Lots of Americans don’t understand that many Chinese citizens think China deserves to be a great power on a par with America. There are strong parallels between America and China. Citizens of both countries think they live in an exceptional country and in some ways that they’re exceptional people. [That] they have something to give to the rest of the world, that the rest of the world can benefit from their culture, economic policies, security policies. [There is] almost a messianic feeling about their countries.
How does each country’s leader tap into that?
All US presidents tap into that: Biden tapped into it as much as Trump because he talked about being the leader of the free world. Trump taps into a sense of ethnonationalism in America. That’s also a similar strand in China. The project of the PRC is of Han superiority.
How does China’s current-day empire manifest itself?

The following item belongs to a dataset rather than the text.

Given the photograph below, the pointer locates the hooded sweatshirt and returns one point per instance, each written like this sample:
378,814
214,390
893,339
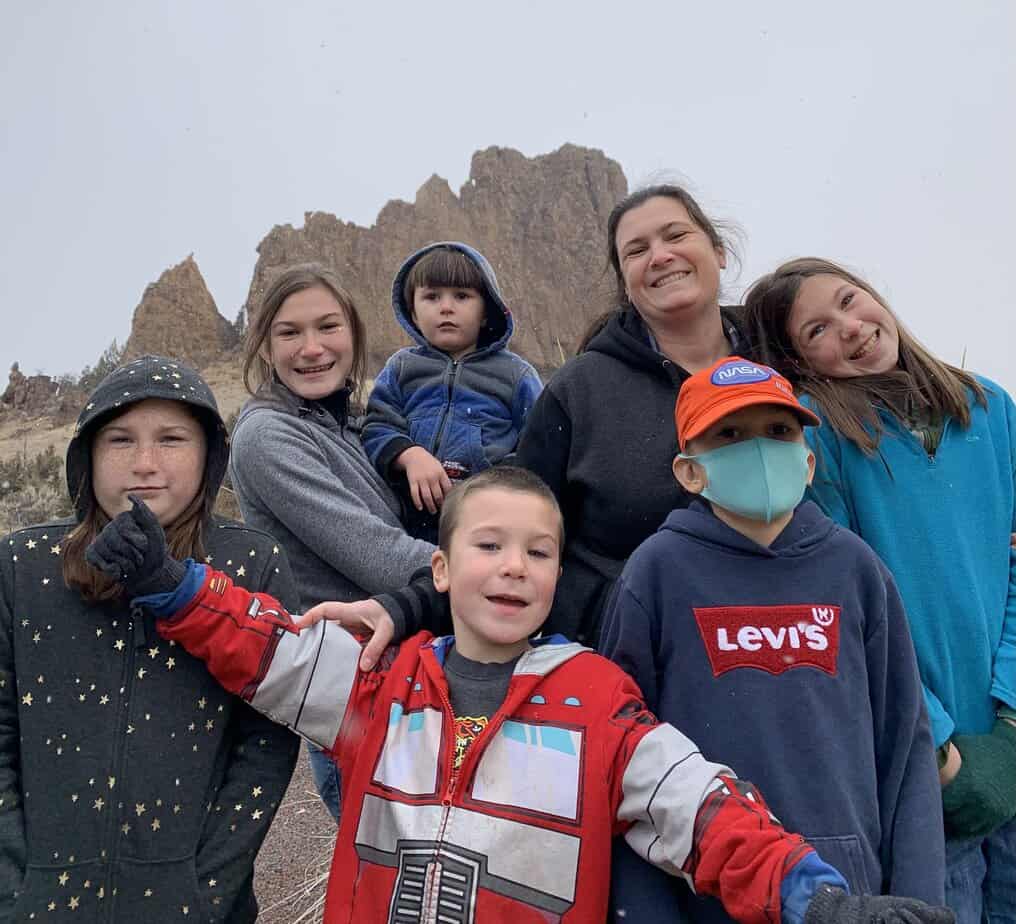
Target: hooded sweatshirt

China’s current-day empire is a very artificial construct that only dates to the Qing dynasty, the Manchus. It’s a construction of empire that the Party is obsessed with keeping together, expanding or reclaiming, like in the case of Taiwan and expanding in the South China Sea.
And America?
The American empire is different. The Americans after World War Two constructed this empire based on several things: one is the power of its economy and the dollar. Its place in the global financial system allows it to exert great influence in other nations. [Then the] idea of military power through a navy: you have to maintain at least a string of territories you control that can deploy your military quickly throughout the world. They hold onto certain strategic spots of land or form treaties with other countries to have military bases, like South Korea or Japan. Also, [the US] exerts huge influence through its institutions like the World Bank.
How does the future look for both China and the States?
China is posing a strong challenge to America’s place in the world. It seemed like America was on its way to becoming this uncontested power in the world after the fall of the Soviet Union, with unchallenged ideas that will take root around the world. But, of course, we all know that was an illusion and it gave America and its allies a false sense of optimism.
What does your father think about China today, all these years later?
He still cares about the direction of China. But I think he has a feeling of anxiety: the more autocratic rule that is in place now has many echoes of the Mao era. Xi Jinping has concentrated a lot of power within himself… that concentration of power within a single person, especially as they get older, it’s very, very dangerous for a country.
On a more personal note, has writing this book made you evaluate your own roots?
I’ve thought about to what degree we want to implant ties or roots to another country in children. My parents never did that to me: it’s not like they said I should study Chinese or bring me back to China to see it. In some ways I went to the other extreme: I was so invested in finding out more about it, I lived there for almost a decade and wrote a book about it.
It wasn’t the reason I started to write, but at some point I realized that this will be a document for [my daughter] Aria.